Cutaneous T cell lymphoma (CTCL) is a heterogeneous group of mature T cell neoplasms characterized by the accumulation of clonal malignant CD4+ T cells in the skin. The most common variant of CTCL, Mycosis Fungoides, is confined to the skin in early stages but can be accompanied by extracutaneous dissemination of malignant T cells to the blood and lymph nodes in advanced stages of disease. Sézary Syndrome, a leukemic form of disease is characterized by significant blood involvement. Little is known about the transcriptional and genomic relationship between skin and blood residing malignant T cells in CTCL. In the present study we interrogate multiple modalities of information in single cells from matched skin and blood samples of patients with leukemic disease and healthy controls within a single workflow. By employing expanded CRISPR-compatible cellular indexing of transcriptomes and epitopes by sequencing (ECCITE-seq), we sought to compare the molecular profile of malignant clones residing in the skin and circulation of these patients across gene and protein expression modalities. We apply inferred CNV and phylogenetic analysis to examine sub-clonal heterogeneity to gain insights into the evolution and the relationship of malignant clones across tissues. Our data reveals clonal evolution at a transcriptional and genetic level within the malignant populations of individual patients. We highlight highly consistent transcriptional signatures delineating skin-derived and blood-derived malignant T cells. Analysis of these two populations suggests that environmental cues, along with genetic aberrations, contribute to transcriptional profiles of malignant T cells. ECCITE-seq gene expression, antibody derived tag, and TCR clonotype profiles of matched skin and blood from 5 Sézary syndrome (SS) and leukemic Mycosis Fungoides (MF) patients and a healthy control. We also include ECCITE-seq profiles from 2 additional SS patients. >>>Submitter states that raw data will be made available at dbGaP due to patient privacy concerns<<<

皮肤T细胞淋巴瘤（cutaneous T cell lymphoma, CTCL）是一组异质性成熟T细胞肿瘤，以克隆性恶性CD4+ T细胞在皮肤中聚集为核心特征。
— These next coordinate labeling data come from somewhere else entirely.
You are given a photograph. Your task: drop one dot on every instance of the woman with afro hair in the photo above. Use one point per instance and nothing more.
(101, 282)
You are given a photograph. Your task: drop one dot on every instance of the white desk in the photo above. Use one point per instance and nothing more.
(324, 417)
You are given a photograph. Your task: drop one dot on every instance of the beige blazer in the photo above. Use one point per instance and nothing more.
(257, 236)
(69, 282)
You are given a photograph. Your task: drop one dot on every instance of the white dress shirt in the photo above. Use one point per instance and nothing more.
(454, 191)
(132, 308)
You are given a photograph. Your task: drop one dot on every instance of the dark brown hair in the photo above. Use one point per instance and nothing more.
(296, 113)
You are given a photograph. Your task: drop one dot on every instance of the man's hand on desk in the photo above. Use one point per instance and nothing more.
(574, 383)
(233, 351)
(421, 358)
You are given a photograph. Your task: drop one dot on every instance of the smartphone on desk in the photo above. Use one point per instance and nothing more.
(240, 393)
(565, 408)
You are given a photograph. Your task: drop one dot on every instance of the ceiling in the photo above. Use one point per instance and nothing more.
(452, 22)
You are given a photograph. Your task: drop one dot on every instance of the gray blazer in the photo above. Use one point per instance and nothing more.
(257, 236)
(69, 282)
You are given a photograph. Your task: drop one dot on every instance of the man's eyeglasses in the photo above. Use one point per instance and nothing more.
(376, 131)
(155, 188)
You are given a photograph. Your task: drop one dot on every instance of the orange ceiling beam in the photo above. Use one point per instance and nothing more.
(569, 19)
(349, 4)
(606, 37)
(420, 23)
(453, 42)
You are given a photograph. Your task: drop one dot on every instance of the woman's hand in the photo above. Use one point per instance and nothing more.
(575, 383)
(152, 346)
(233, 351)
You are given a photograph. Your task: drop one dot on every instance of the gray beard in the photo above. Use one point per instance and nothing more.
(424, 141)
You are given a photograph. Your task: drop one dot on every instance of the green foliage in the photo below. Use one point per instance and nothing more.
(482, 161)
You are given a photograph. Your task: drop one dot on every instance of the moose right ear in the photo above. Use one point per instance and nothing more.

CTCL最常见的亚型为蕈样肉芽肿（Mycosis Fungoides, MF），疾病早期仅局限于皮肤；至疾病晚期，恶性T细胞可播散至皮肤以外的血液与淋巴结。塞扎里综合征（Sézary Syndrome, SS）属于白血病型CTCL，以显著的血液受累为典型表现。目前学界对CTCL患者皮肤与血液中恶性T细胞的转录组与基因组关联机制尚缺乏深入认知。 本研究通过单一实验流程，对白血病型CTCL患者与健康对照的配对皮肤、血液样本中的单细胞开展多组学信息解析。研究采用扩增型CRISPR兼容转录组与表位细胞索引测序（expanded CRISPR-compatible cellular indexing of transcriptomes and epitopes by sequencing, ECCITE-seq），旨在从基因与蛋白表达两个维度，对比此类患者皮肤与循环系统中恶性克隆的分子特征。本研究通过推断拷贝数变异（copy number variation, CNV）与系统发育分析，解析亚克隆异质性，以深入探究恶性克隆在不同组织中的演化过程与相互关联。 本研究数据揭示了单个患者恶性群体在转录组与遗传层面的克隆演化特征；同时鉴定出可清晰区分皮肤来源与血液来源恶性T细胞的高度保守转录特征。对两类群体的分析表明，环境信号与遗传畸变共同塑造了恶性T细胞的转录组表型。 本数据集包含5例塞扎里综合征（Sézary Syndrome, SS）与白血病型蕈样肉芽肿患者的配对皮肤、血液样本的ECCITE-seq基因表达、抗体标签及T细胞受体（TCR）克隆型谱数据，以及1例健康对照的对应信息；此外还纳入了额外2例SS患者的ECCITE-seq谱数据。数据集提交者说明，受限于患者隐私保护要求，原始数据将在dbGaP数据库中公开。